Abstract
Primary central nervous system lymphoma (PCNSL) is a rare brain tumor potentially curable by chemotherapy alone or a combination of chemotherapy and radiation therapy. At staging, gadolinium-enhanced magnetic resonance imaging (MRI) is the standard method to evaluate CNS lesions and computed tomography (CT) is perform at diagnosis to detect the presence of a systemic disease. The initial tumor response to therapy is usually assessed by MRI. At present, there are no established imaging markers of prognosis in patients with PCNSL. Positron emission tomography (PET) using 18F-Fluorodeoxyglucose (FDG) is routinely used for the initial staging and the evaluation of treatment response in systemic Diffuse Large B-cell Lymphoma (DLBCL). In PCNSL, the clinical relevance of positron emission tomography FDG PET/CT is not well known. The aim of our study was to determine the added value of FDG PET/CT in the management of PCNSL performed at diagnosis and during initial treatment to assess whether it could predict the outcome of PCNSL patients.

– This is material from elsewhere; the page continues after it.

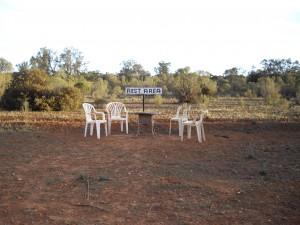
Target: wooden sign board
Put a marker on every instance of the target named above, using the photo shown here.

Patients and methods: From august 2008 to may 2011, we enrolled 24 consecutive PCNSL immunocompetent patients with histological proven DLBCL who underwent FDG PET/CT before specific treatment. The mean age of patients was 63.7 years (range, 51.7–78.8). Follow-up FDG PET/CT examinations were performed in 14 of them (58%) after 2 cycles of chemotherapy and in patients who relapsed. All PET images were acquired 1 hour after FDG injection and interpreted qualitatively and semi quantitatively by 2 nuclear medicine physician. The maximum standard uptake value (maxSUV) corrected to body weight and injected FDG activity was measured for each patient into the most hypermetabolic CNS lesion (TmaxSUV). The results were compared to the clinical and conventional imaging data. The correlation between TmaxSUV and respectively the Progression Free Survival (PFS) and Overall Survival (OS) was statistically analysed. We also evaluated for 15 patients, the correlation between the Ki67 index on tumors and TmaxSUV.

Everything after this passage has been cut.